Researchers from the University of Pennsylvania used a technique called ‘chimeric antigen receptor’ (CAR) therapy to teach a patient’s own T cells (a type of white blood cell) to recognise proteins on the surface of their cancer cells, and destroy them.
The results of the trial published in The New England Journal of Medicine, show that 27 of the 30 patients in the study saw a complete remission after receiving the engineered cells, and 78 per cent of the patients were alive six months after treatment.
Senior author Professor Stephan Grupp, from the University’s Perelman School of Medicine, said the results were “unprecedented”.
"The patients who participated in these trials had relapsed as many as four times, including 60 per cent whose cancers came back even after stem cell transplants. Their cancers were so aggressive they had no treatment options left,” he said.
However, Cancer Research UK experts cautioned that, although the findings were “dramatic”, the therapy was complex to perform, had serious side effects, and raised several unanswered questions.
“This study is remarkable, and induced complete remissions in patients who were regarded as incurable,” said Professor Ben Willcox, director of the Cancer Immunology and Immunotherapy Centre in Birmingham.
“It shows that the CAR approach is a very powerful one, that could potentially transform the way we treat these cancers.”
“However, there are still several questions to answer.

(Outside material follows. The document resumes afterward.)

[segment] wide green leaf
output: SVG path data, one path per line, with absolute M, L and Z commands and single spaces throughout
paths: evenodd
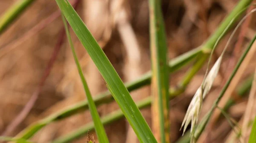
M 93 98 L 91 95 L 90 92 L 89 90 L 89 87 L 87 85 L 87 83 L 85 80 L 85 78 L 84 78 L 84 76 L 83 71 L 82 70 L 81 66 L 79 63 L 79 60 L 77 58 L 77 56 L 76 56 L 76 51 L 72 42 L 71 36 L 70 36 L 68 30 L 67 23 L 66 21 L 66 19 L 65 19 L 64 16 L 63 14 L 61 16 L 63 20 L 63 22 L 64 23 L 65 30 L 66 31 L 66 34 L 67 37 L 67 39 L 72 51 L 72 53 L 73 54 L 73 56 L 74 56 L 74 59 L 75 59 L 75 62 L 76 62 L 76 67 L 77 67 L 79 75 L 80 76 L 80 79 L 81 79 L 83 85 L 84 86 L 84 89 L 85 94 L 86 95 L 86 97 L 87 98 L 87 100 L 88 101 L 89 109 L 92 118 L 93 118 L 93 121 L 94 126 L 95 127 L 95 130 L 96 131 L 96 134 L 97 134 L 97 136 L 98 137 L 99 142 L 99 143 L 109 143 L 108 139 L 108 137 L 107 136 L 107 134 L 106 134 L 105 129 L 104 129 L 104 127 L 103 126 L 103 125 L 100 121 L 99 115 L 99 113 L 97 111 L 97 109 L 96 108 L 96 106 L 94 104 L 93 100 Z
M 73 30 L 106 81 L 141 143 L 157 143 L 152 132 L 113 65 L 67 0 L 56 0 Z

It’s not clear whether this represents a ‘true’ cure, or a bridge to other potential cures such as stem cell transplants.

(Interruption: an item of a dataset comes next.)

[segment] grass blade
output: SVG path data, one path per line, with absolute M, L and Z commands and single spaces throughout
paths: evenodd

“On top of this, many patients had inflammatory side effects, which ranged in severity but in extreme cases were life-threatening and required anti-inflammatory drugs,” he said.
“Understanding how best to manage such potentially dangerous side effects, while preserving the anti-tumour response, is another important challenge.”
The treatment involves taking T cells from patients and genetically engineering them to produce a modified protein known as a chimeric antigen receptor.
This receptor is designed to bind to a second protein, known as CD19, found on the surface of immune cells called B cells, out of which several types of leukaemia can develop.
Once the modified T cells are infused back into the patient they rapidly multiply, producing an army of tumour-killing cells that set about attacking the cancer.
This, said Professor Peter Johnson, Cancer Research UK’s chief clinician, made the therapy highly complex to perform. “Although this study confirms the extraordinary power of the immune system, the technique requires major expense and infrastructure to carry out,” he said.
He also highlighted the long term effects, particularly in terms of infection risk. “The power of the treatment is such that all B-cells disappear, with the consequent risk of opportunistic infection and the need for life-long immune-boosting treatments – which can be very costly too.”
Of the 30 patients in the study, 19 remained in remission. Fifteen of those 19 did so using just the CAR treatment. Seven patients relapsed, between six weeks and 8.5 months after their infusions, including three whose cancers returned as CD19-negative leukaemia that would not have been targeted by the modified cells. Understanding why, said Willcox, is a priority.
“For some patients, their leukaemia returned after the treatment, apparently because the engineered T cells were too short-lived, or the tumour cells stopped displaying the CD19 target and escaped attack. How to tackle these problems is also unclear, and poses challenges for future research,” he said.
A final challenge is to adapt this tactic to other forms of cancer – something that has so far produced little success.
“We urgently need to find out which molecules - in place of CD19 - can we use with the CAR approach to safely target other, non-B cell, tumours,” he said.